Strategi Mengurangi Risiko
Walau tidak ada makanan khusus yang menetralkan efek MSG, mengonsumsinya sebagai bagian dari makanan seimbang—terutama dengan karbohidrat seperti nasi atau kentang—dapat membantu mengurangi potensi efek samping.
Beberapa strategi umum untuk menurunkan risiko migrain:
- Jangan lupa minum air yang cukup, karena dehidrasi mudah memicu migrain.
- Jangan melewatkan waktu makan, karena pola makan tak teratur dapat menurunkan gula darah dan meningkatkan sensitivitas terhadap zat tambahan.
- Konsumsi makanan kaya magnesium, seperti sayuran hijau, kacang-kacangan, biji-bijian, dan gandum utuh, yang dalam beberapa penelitian dikaitkan dengan penurunan frekuensi migrain.
- Hindari “menumpuk” pemicu: mengombinasikan MSG dengan pemicu lainnya—seperti alkohol, keju tua, atau kurang tidur—dapat meningkatkan kemungkinan migrain.
“Perhatikan faktor risiko kumulatif,” saran McWhorter.
Coba Diet Eliminasi Terarah
Jika Anda curiga MSG ikut memicu migrain, diet eliminasi jangka pendek dapat membantu, kata Dr. Cohen.
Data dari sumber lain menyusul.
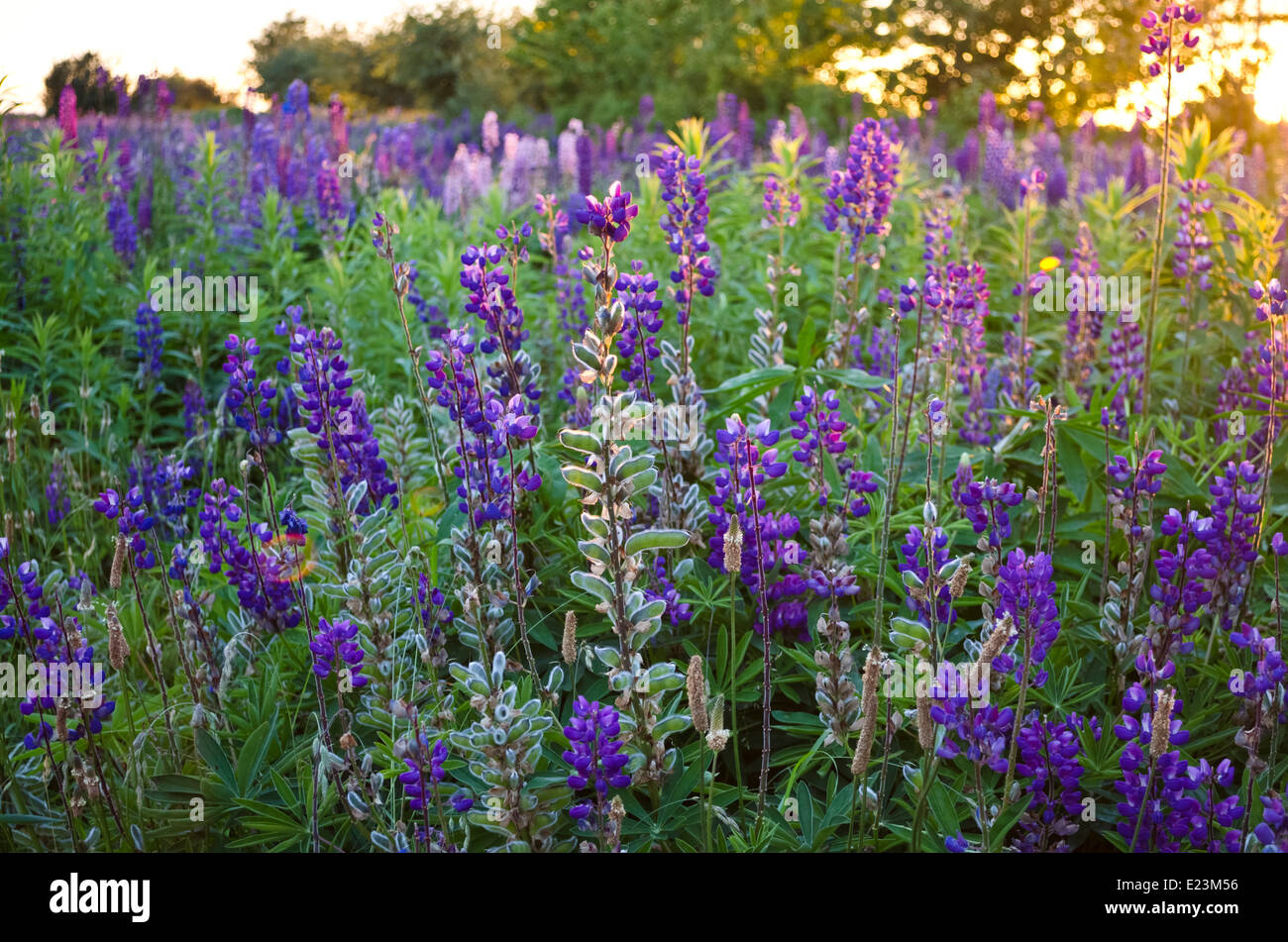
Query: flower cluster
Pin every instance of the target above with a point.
(333, 642)
(859, 197)
(133, 519)
(1048, 753)
(249, 400)
(1158, 46)
(336, 414)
Cara melakukannya:
- Hilangkan MSG sepenuhnya selama dua minggu.
- Baca label bahan dengan teliti untuk menghindari sumber tersembunyi.
- Catat gejala, termasuk frekuensi, keparahan, dan waktu serangan migrain.
- Setelah dua minggu, kembalikan MSG dan perhatikan perubahan atau reaksi.
“Kunci keberhasilan diet eliminasi adalah konsistensi,” ujarnya. Jika setelah dua minggu Anda tak melihat perbedaan, Anda bisa menyingkirkan MSG sebagai pemicu. Dr. Ahmed menekankan pentingnya memastikan benar-benar bebas MSG selama fase ini, karena banyak makanan dan tambahan mengandung MSG tanpa disadari.
Cara Menambah Rasa Tanpa MSG
Bila Anda menemukan MSG memicu migrain, Anda tak perlu menyerah pada makanan hambar. “Banyak cara alami untuk menciptakan rasa gurih mendalam tanpa MSG,” kata Dr. Ahmed. Beberapa bahan bernuansa umami (rasa gurih kaya) yang bisa dipakai:
- Jamur shiitake
- Keju tua seperti Parmesan—jika ditoleransi
- Tomat kering matahari
- Bawang putih dan bawang merah
- Rempah segar atau campuran bumbu (bubuk bawang putih, jintan, smoked paprika, kunyit)
- Bawang karamel atau jamur panggang
- Sedikit asam dari perasan lemon atau cuka untuk menambah semangat rasa
“Inti pesannya, MSG tidak berbahaya secara inheren,” kata McWhorter. “Ia menambah banyak rasa pada makanan. Namun bagi penderita migrain, personalisasi adalah segalanya.”
“Setiap orang dengan migrain memiliki profil neurologis kompleks, dan tidak ada satu solusi yang cocok untuk semua,” pungkas Dr. Cohen.